USA TODAY will receive The American Legion’s Fourth Estate Award for the series “The Smokestack Effect: Toxic Air and America’s Schools.” The Fourth Estate Award is presented annually by The American Legion for outstanding achievement in the field of journalism.
“Reporters Blake Morrison and Brad Heath demonstrated the power of ambitious, national reporting and a commitment to the public good that unveiled serious health hazards outside hundreds of schools in large cities and in small towns across the nation,” National Commander David K. Rehbein said. “Working with more than 30 reporters and others from Johns Hopkins University and the University of Maryland, they joined teams sent to 95 schools in 30 states, where they used pumps, metals filters and other equipment, taking snapshot samples of the air outside schools. They found toxic chemicals that can aggravate asthma, trigger learning disabilities and cause cancer decades later.”

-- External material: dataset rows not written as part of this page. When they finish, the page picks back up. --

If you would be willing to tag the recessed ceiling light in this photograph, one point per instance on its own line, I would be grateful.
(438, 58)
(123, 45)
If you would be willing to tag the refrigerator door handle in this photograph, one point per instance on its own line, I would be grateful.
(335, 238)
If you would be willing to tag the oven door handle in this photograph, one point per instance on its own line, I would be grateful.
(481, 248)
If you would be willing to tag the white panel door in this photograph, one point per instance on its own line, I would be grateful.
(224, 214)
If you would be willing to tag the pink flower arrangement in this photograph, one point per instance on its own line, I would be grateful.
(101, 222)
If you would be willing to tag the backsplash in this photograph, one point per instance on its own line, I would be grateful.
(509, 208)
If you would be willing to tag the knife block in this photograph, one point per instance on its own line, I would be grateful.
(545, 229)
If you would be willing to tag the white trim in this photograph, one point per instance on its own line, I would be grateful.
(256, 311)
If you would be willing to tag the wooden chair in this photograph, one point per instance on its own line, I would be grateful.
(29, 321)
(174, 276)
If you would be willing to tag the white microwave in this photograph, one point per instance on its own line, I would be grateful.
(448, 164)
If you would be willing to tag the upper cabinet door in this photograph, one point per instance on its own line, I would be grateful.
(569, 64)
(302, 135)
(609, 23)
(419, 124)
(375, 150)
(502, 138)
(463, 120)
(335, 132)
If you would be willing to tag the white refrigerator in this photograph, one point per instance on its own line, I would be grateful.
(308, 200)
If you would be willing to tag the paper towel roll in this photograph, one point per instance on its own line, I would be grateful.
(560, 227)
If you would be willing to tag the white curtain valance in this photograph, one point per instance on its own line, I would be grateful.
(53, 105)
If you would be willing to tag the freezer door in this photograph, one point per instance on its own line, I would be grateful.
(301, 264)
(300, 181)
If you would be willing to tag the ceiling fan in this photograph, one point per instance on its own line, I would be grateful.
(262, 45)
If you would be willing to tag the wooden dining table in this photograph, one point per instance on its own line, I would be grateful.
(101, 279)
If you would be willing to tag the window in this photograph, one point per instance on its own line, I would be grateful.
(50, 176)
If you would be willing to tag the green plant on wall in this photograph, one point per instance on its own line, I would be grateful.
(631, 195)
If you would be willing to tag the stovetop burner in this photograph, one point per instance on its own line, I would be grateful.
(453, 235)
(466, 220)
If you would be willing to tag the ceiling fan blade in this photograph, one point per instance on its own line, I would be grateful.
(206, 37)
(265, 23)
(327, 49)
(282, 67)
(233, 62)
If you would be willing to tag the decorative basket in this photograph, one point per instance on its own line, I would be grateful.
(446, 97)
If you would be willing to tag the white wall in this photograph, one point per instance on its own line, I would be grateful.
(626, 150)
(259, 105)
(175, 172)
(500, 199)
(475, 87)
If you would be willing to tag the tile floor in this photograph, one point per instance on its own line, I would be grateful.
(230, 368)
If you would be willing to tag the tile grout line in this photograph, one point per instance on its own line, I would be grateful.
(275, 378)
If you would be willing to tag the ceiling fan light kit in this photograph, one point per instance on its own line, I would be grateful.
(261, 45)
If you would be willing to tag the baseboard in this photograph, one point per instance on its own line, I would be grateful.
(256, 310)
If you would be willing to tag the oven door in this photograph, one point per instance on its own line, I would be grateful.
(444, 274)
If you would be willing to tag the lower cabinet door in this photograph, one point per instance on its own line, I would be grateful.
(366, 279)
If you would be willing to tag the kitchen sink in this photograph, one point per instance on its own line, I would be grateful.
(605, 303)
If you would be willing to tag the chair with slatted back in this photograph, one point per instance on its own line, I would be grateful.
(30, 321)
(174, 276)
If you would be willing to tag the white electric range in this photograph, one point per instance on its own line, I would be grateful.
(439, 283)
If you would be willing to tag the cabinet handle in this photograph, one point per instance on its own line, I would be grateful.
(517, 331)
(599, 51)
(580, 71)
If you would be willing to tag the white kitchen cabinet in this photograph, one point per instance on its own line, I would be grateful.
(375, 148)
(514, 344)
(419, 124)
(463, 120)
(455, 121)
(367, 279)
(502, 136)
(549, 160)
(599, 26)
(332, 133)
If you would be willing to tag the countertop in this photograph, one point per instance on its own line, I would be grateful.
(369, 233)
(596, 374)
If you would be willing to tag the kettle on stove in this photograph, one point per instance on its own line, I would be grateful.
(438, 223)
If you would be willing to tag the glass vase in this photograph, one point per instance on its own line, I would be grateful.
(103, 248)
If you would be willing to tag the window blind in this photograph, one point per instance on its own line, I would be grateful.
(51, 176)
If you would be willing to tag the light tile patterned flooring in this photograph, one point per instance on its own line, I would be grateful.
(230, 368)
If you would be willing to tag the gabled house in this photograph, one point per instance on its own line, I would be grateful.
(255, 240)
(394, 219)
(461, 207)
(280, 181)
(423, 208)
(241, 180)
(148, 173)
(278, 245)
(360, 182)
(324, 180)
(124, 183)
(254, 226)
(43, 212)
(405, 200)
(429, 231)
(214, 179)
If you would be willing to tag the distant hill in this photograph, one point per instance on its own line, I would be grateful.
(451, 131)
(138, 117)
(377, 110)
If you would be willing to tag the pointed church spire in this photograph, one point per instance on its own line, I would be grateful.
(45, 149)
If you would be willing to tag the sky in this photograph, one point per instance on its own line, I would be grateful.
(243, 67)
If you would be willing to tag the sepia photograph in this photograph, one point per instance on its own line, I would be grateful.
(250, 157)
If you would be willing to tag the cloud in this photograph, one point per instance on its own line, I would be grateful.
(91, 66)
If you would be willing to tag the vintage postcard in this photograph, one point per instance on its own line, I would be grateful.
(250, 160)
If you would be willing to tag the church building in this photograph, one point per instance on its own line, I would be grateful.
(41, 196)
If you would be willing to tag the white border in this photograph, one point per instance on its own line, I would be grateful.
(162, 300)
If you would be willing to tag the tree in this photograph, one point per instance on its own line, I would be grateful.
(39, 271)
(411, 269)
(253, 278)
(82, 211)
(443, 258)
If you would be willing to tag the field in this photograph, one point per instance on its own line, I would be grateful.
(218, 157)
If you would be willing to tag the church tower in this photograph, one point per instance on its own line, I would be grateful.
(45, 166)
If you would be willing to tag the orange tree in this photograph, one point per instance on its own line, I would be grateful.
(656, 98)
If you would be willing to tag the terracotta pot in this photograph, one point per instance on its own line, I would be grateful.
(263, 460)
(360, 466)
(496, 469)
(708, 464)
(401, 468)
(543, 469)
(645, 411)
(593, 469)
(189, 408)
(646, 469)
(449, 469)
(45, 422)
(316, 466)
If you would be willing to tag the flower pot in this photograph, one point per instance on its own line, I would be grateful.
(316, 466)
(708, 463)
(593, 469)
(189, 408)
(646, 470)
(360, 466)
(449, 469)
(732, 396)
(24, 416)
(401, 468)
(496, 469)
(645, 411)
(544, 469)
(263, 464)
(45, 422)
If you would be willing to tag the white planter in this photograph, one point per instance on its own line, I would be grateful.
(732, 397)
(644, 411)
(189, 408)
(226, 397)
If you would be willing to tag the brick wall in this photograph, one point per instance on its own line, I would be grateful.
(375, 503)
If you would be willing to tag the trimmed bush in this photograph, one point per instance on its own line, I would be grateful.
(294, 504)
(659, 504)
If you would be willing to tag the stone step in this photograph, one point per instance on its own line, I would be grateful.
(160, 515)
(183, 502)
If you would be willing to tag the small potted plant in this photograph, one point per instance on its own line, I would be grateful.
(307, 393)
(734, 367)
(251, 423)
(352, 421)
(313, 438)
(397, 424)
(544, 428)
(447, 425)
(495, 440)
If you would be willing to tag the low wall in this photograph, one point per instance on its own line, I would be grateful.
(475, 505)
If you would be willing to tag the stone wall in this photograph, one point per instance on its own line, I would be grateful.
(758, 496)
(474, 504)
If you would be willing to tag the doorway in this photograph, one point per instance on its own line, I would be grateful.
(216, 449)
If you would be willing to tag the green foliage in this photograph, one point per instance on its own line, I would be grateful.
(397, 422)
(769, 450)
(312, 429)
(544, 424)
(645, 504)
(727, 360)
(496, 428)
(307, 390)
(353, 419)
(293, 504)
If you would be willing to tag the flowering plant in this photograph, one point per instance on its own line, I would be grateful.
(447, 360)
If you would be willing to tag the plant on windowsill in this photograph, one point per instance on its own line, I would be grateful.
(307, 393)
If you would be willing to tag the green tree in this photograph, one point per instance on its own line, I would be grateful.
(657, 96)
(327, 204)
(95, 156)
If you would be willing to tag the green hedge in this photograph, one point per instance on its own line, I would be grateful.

Environmental Health News, a daily publication of Environmental Health Sciences, a nonprofit organization founded in 2002, called the project “simply stunning in its scope and breadth … It’s an extraordinary example of how to combine scientific research and database analysis with investigative reporting to uncover an important public health problem, hitherto largely ignored.”
Morrison and Heath compiled a database that enabled users to look up any school in the country and empowered parents to learn about the types and sources of chemicals that might touch their child’s school. With it, they identified thousands of schools where the air outside appeared to be at least twice as toxic as air in the nearby neighborhoods, and in some cases, up to 10 times worse.
“This extensive journalistic effort reflected outstanding professionalism, exhaustive research, unmitigated commitment and dedication that resulted in sweeping and unprecedented action from coast to coast, on the local, state and national levels,” Rehbein said. “Thanks to their work, and the support and encouragement of USA TODAY’s executive leadership, America’s children have been well served. Journalism does not get any better than that.”
“We’re humbled by this honor and gratified that our series has made such a difference in communities across the nation,” USA TODAY Executive Editor John Hillkirk said. “We’re proud that our work has empowered parents, school officials and others to learn more about the impact of industrial pollution on children. And the efforts of Blake and Brad, their editor Linda Mathews, and dozens of others at USA TODAY and Gannett, Johns Hopkins University, the University of Maryland and the University of Massachusetts Amherst made this possible.”
Previous winners of the award include “Dateline NBC,” C-SPAN, United Press International, The Detroit News, Fortune, ABC News, and Life, among others.
The award will be presented to Morrison and Heath during the Legion’s 91st National Convention in Louisville, Ky., on Aug. 27.